En 1980, il atteint la finale du championnat de France avec Toulouse. Battu par Béziers (10-6), il ne soulèvera jamais le Brennus. Mais son histoire est surtout et irrémédiablement liée à celle de son pays, qu'il mène à un nouveau Grand Chelem en 1981. Deux années plus tard, la France remporte à nouveau le Tournoi - sans Grand Chelem - à l'issue d'un dernier match contre Galles (16-9) qui offrira l'image résumant Rives à tout jamais : celle de ce capitaine le visage et le maillot en sang, cette tunique qu'il lèguera à Couderc partant à la retraite à l'issue de cette ultime rencontre de légende. "Un maillot de sueur et de sang, commentera alors le journaliste du service public. Et quand il y a du sang dessus, il est propre !"


En 1982, Rives décide de partir au Racing mais les transferts sous licence sont interdits. Il devra donc patienter un an avant de pouvoir revêtir son nouveau maillot. Pas de quoi le priver, malgré tout, de son statut de capitaine du XV de France. Serge Blanco a été un de ses contemporains (c'est d'ailleurs son sang, en réalité, qui recouvrait le fameux maillot de 1983) : "Peu importe le match, que ce soit du Tournoi ou du championnat, à Biarritz ou à Auckland... Dès qu'il enfilait un maillot, il avait un respect de ce sport et il se défonçait. On n'allait pas le retrouver à boire au comptoir et marcher sur les mains, ce n'était pas son truc. Mais il savait faire en sorte d'harmoniser ce style de vie." Un capitaine moderne bien avant l'heure, finalement.

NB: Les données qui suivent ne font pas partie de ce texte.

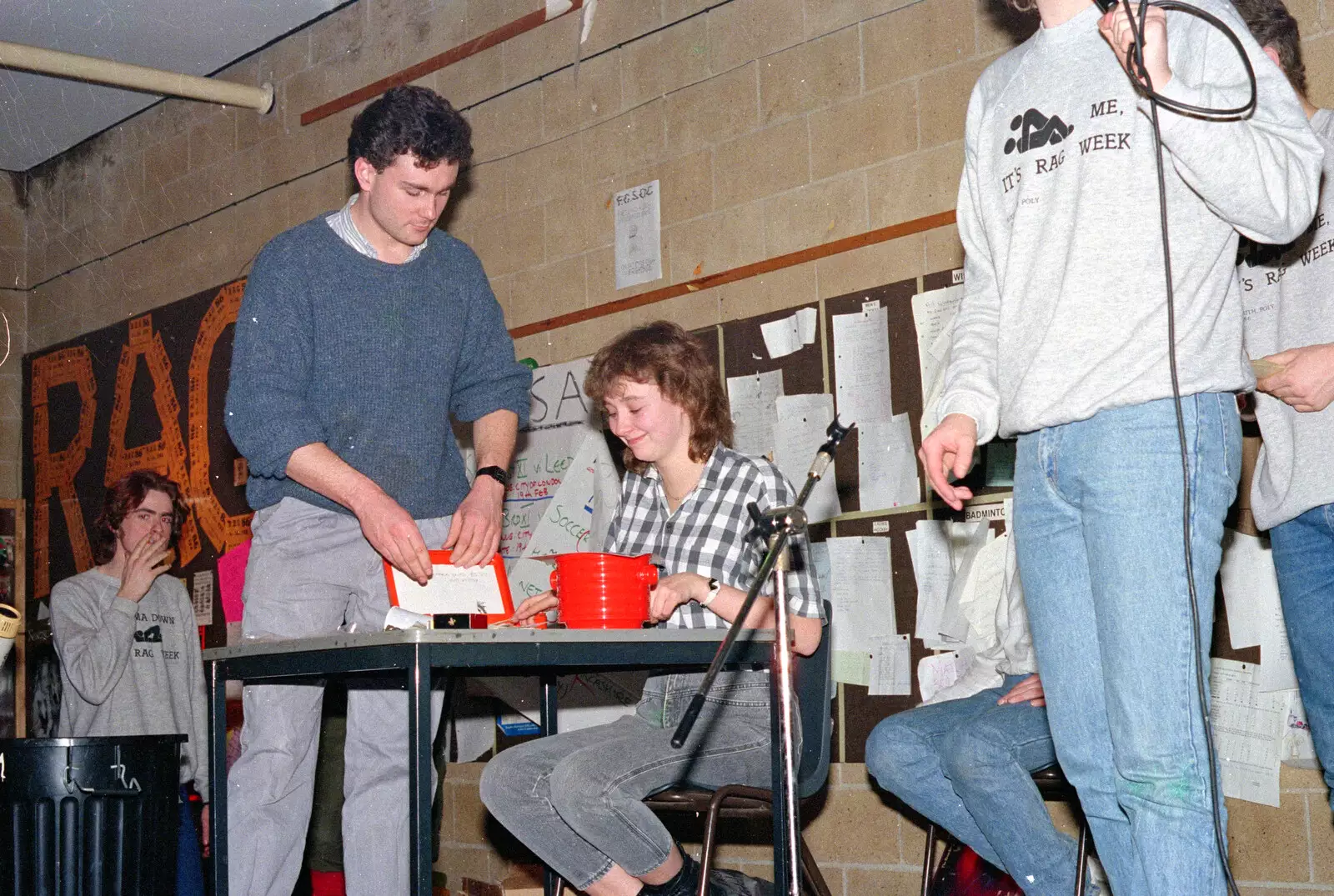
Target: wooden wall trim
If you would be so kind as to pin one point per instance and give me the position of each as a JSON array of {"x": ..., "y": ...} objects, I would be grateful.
[{"x": 767, "y": 266}]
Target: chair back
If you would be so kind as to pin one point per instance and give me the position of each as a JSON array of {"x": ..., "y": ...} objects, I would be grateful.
[{"x": 813, "y": 693}]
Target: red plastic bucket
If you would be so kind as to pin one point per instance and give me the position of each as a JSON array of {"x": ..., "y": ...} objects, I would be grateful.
[{"x": 604, "y": 589}]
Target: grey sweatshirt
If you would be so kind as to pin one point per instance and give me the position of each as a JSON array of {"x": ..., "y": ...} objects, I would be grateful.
[
  {"x": 131, "y": 668},
  {"x": 1065, "y": 306},
  {"x": 1289, "y": 303}
]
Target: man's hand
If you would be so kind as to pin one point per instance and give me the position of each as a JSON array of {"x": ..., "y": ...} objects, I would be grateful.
[
  {"x": 1027, "y": 691},
  {"x": 394, "y": 535},
  {"x": 150, "y": 559},
  {"x": 534, "y": 606},
  {"x": 1306, "y": 382},
  {"x": 475, "y": 528},
  {"x": 949, "y": 448},
  {"x": 1117, "y": 29},
  {"x": 674, "y": 591}
]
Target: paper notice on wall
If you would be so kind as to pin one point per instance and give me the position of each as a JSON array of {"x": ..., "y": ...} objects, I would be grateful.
[
  {"x": 886, "y": 464},
  {"x": 754, "y": 411},
  {"x": 1249, "y": 728},
  {"x": 862, "y": 366},
  {"x": 787, "y": 335},
  {"x": 891, "y": 658},
  {"x": 805, "y": 418},
  {"x": 639, "y": 256},
  {"x": 860, "y": 593},
  {"x": 202, "y": 598},
  {"x": 571, "y": 522}
]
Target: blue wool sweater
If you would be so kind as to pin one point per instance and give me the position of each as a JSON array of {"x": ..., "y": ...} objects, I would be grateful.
[{"x": 370, "y": 359}]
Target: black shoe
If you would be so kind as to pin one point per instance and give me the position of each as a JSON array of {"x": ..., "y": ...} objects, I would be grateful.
[{"x": 724, "y": 882}]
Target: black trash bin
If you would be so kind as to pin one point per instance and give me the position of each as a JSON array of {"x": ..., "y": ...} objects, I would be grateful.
[{"x": 90, "y": 816}]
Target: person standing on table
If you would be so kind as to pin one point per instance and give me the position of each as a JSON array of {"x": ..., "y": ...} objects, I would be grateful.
[
  {"x": 1061, "y": 340},
  {"x": 575, "y": 799},
  {"x": 360, "y": 333},
  {"x": 130, "y": 656},
  {"x": 1289, "y": 298}
]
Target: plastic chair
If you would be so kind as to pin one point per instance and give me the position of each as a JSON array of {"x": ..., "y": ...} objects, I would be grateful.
[{"x": 1053, "y": 786}]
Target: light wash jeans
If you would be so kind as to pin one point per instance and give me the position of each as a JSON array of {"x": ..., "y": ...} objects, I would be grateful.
[
  {"x": 308, "y": 571},
  {"x": 967, "y": 766},
  {"x": 1098, "y": 533},
  {"x": 575, "y": 799},
  {"x": 1304, "y": 555}
]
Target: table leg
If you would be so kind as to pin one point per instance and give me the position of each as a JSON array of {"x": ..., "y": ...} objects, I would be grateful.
[
  {"x": 780, "y": 791},
  {"x": 218, "y": 773},
  {"x": 419, "y": 773},
  {"x": 547, "y": 719}
]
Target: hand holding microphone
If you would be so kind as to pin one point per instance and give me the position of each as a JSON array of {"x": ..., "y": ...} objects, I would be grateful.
[{"x": 1120, "y": 31}]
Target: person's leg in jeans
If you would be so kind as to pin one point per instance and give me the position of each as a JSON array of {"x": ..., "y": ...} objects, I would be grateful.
[
  {"x": 190, "y": 869},
  {"x": 967, "y": 764},
  {"x": 1054, "y": 571},
  {"x": 1304, "y": 556},
  {"x": 1121, "y": 469}
]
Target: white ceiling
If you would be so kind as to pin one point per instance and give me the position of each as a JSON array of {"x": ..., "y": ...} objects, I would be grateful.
[{"x": 43, "y": 116}]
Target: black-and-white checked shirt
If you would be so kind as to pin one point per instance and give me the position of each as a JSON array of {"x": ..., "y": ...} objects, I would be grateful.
[{"x": 707, "y": 533}]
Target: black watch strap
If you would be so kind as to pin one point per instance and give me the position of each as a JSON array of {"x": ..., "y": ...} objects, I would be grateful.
[{"x": 497, "y": 473}]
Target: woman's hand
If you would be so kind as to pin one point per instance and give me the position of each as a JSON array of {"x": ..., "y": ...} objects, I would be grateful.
[
  {"x": 1027, "y": 691},
  {"x": 150, "y": 559},
  {"x": 674, "y": 591},
  {"x": 534, "y": 606}
]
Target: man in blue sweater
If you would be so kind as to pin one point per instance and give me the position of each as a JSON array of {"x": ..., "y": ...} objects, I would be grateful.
[{"x": 359, "y": 335}]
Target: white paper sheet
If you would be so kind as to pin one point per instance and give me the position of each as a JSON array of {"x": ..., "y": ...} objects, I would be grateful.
[
  {"x": 451, "y": 589},
  {"x": 1249, "y": 728},
  {"x": 860, "y": 593},
  {"x": 891, "y": 666},
  {"x": 1251, "y": 586},
  {"x": 202, "y": 598},
  {"x": 782, "y": 336},
  {"x": 638, "y": 224},
  {"x": 929, "y": 544},
  {"x": 886, "y": 464},
  {"x": 754, "y": 413},
  {"x": 805, "y": 418},
  {"x": 862, "y": 366}
]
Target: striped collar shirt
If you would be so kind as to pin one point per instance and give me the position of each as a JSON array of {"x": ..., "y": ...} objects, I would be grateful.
[
  {"x": 342, "y": 224},
  {"x": 707, "y": 533}
]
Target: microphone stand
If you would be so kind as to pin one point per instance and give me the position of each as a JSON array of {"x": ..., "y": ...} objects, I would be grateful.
[{"x": 777, "y": 527}]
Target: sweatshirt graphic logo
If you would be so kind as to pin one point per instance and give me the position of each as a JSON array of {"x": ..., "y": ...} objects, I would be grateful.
[
  {"x": 1037, "y": 131},
  {"x": 153, "y": 635}
]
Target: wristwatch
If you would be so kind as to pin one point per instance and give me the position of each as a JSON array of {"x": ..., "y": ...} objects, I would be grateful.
[{"x": 497, "y": 473}]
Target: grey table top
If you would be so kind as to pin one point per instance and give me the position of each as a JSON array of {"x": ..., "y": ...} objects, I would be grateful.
[{"x": 510, "y": 636}]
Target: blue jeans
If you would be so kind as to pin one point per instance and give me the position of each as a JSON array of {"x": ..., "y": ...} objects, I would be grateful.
[
  {"x": 967, "y": 764},
  {"x": 575, "y": 799},
  {"x": 190, "y": 873},
  {"x": 1304, "y": 556},
  {"x": 1098, "y": 533}
]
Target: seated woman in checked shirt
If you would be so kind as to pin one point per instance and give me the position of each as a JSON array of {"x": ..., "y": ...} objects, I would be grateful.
[{"x": 575, "y": 799}]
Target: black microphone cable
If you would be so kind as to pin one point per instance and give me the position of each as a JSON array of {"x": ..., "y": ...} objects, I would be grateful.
[{"x": 1144, "y": 86}]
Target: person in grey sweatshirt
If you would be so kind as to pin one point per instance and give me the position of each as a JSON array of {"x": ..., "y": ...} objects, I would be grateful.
[
  {"x": 1062, "y": 340},
  {"x": 1286, "y": 293},
  {"x": 130, "y": 656}
]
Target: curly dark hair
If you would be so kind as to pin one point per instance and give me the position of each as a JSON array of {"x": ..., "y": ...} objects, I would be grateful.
[
  {"x": 1273, "y": 26},
  {"x": 664, "y": 353},
  {"x": 124, "y": 499},
  {"x": 410, "y": 119}
]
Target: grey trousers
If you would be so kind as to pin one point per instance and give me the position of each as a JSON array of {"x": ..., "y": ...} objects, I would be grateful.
[
  {"x": 575, "y": 799},
  {"x": 310, "y": 571}
]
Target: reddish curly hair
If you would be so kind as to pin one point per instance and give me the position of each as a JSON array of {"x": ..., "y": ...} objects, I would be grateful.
[{"x": 664, "y": 353}]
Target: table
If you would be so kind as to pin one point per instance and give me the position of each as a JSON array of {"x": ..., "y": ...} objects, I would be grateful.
[{"x": 417, "y": 653}]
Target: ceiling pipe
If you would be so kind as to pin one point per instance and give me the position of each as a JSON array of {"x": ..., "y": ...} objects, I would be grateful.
[{"x": 135, "y": 78}]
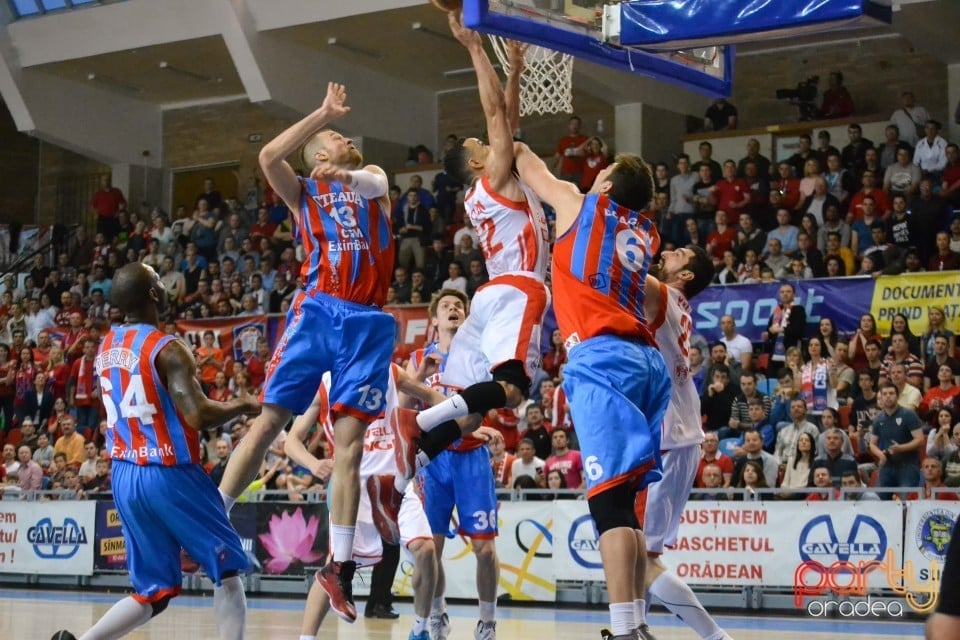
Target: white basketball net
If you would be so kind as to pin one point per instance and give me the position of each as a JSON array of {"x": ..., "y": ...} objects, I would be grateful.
[{"x": 546, "y": 83}]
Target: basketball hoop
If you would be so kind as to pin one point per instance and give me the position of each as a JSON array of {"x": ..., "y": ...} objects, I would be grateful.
[{"x": 546, "y": 83}]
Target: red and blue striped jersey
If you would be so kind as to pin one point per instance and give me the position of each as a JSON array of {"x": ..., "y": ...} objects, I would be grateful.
[
  {"x": 143, "y": 425},
  {"x": 600, "y": 268},
  {"x": 463, "y": 444},
  {"x": 348, "y": 240}
]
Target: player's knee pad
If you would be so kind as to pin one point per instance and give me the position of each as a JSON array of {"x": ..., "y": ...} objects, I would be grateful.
[
  {"x": 513, "y": 372},
  {"x": 160, "y": 605},
  {"x": 613, "y": 509},
  {"x": 483, "y": 396}
]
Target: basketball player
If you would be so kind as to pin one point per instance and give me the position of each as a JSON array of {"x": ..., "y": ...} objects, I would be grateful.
[
  {"x": 944, "y": 624},
  {"x": 680, "y": 275},
  {"x": 496, "y": 352},
  {"x": 615, "y": 379},
  {"x": 155, "y": 407},
  {"x": 414, "y": 530},
  {"x": 461, "y": 477},
  {"x": 342, "y": 216}
]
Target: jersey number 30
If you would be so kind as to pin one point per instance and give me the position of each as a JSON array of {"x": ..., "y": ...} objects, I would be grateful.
[{"x": 133, "y": 404}]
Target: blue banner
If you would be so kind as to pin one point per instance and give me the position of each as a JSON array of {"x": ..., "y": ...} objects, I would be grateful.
[{"x": 843, "y": 300}]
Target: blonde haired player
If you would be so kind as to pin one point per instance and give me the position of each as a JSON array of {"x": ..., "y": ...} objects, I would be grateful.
[{"x": 378, "y": 458}]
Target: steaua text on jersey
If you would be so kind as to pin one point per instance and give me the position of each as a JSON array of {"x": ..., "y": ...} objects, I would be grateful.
[
  {"x": 599, "y": 273},
  {"x": 143, "y": 425},
  {"x": 348, "y": 240}
]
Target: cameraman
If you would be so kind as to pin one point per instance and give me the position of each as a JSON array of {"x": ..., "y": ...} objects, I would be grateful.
[{"x": 837, "y": 102}]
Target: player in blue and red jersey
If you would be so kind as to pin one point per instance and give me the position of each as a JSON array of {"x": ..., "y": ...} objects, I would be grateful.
[
  {"x": 335, "y": 323},
  {"x": 615, "y": 379},
  {"x": 166, "y": 501}
]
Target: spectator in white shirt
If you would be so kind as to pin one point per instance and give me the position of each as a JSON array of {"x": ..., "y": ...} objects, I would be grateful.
[
  {"x": 931, "y": 152},
  {"x": 527, "y": 463}
]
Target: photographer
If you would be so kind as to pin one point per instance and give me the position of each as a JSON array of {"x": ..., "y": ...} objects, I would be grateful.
[{"x": 837, "y": 102}]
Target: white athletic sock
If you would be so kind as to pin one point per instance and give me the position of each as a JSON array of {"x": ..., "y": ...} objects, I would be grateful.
[
  {"x": 342, "y": 542},
  {"x": 230, "y": 608},
  {"x": 121, "y": 619},
  {"x": 640, "y": 611},
  {"x": 450, "y": 409},
  {"x": 419, "y": 624},
  {"x": 228, "y": 502},
  {"x": 621, "y": 618},
  {"x": 681, "y": 601},
  {"x": 488, "y": 611}
]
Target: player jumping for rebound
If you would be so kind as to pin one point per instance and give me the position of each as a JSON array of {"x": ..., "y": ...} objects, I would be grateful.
[
  {"x": 378, "y": 458},
  {"x": 679, "y": 276},
  {"x": 165, "y": 499},
  {"x": 496, "y": 352},
  {"x": 615, "y": 379},
  {"x": 335, "y": 324}
]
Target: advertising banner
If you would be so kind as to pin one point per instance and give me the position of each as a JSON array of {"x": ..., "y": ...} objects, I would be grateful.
[
  {"x": 291, "y": 537},
  {"x": 54, "y": 538},
  {"x": 525, "y": 549},
  {"x": 913, "y": 295},
  {"x": 926, "y": 539},
  {"x": 842, "y": 300}
]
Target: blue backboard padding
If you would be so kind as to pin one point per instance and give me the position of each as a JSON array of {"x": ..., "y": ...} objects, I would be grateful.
[
  {"x": 477, "y": 15},
  {"x": 674, "y": 24}
]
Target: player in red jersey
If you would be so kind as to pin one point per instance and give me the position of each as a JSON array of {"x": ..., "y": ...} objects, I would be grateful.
[
  {"x": 495, "y": 354},
  {"x": 335, "y": 323},
  {"x": 615, "y": 378},
  {"x": 155, "y": 407}
]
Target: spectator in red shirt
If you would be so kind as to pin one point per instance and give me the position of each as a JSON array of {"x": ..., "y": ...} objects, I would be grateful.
[
  {"x": 569, "y": 165},
  {"x": 732, "y": 194},
  {"x": 710, "y": 454},
  {"x": 722, "y": 239},
  {"x": 944, "y": 259},
  {"x": 107, "y": 201}
]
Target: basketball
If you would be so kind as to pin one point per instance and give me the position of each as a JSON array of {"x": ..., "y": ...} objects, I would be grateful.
[{"x": 448, "y": 5}]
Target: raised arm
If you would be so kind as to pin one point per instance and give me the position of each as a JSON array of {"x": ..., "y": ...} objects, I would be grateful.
[
  {"x": 563, "y": 196},
  {"x": 273, "y": 156},
  {"x": 294, "y": 445},
  {"x": 515, "y": 53},
  {"x": 499, "y": 163},
  {"x": 178, "y": 373}
]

Au sortir de son immense carrière, Rives est devenu un sculpteur renommé. Un art qu'il exerce toujours, à bientôt 70 ans. Il s'en confiait en 2018 pour France 3, escorté de ce sourire qui ne le quittera jamais : "C'est une démarche très personnelle, un peu comme le sport. Etre, c'est faire. Je voulais faire les Beaux-Arts, la vie m'a fait faire autre chose. Mais depuis, l'art est devenu une nécessité." Pour nos confrères du Parisien, il concluait même encore plus récemment : "C'est mon truc. Je ne peux pas m'en passer." Comme le rugby ne se passera jamais de lui, figure tutélaire du coq à travers les âges. La première véritable star nationale du ballon ovale, sorte de garant de la transmission du XV de France entre les générations.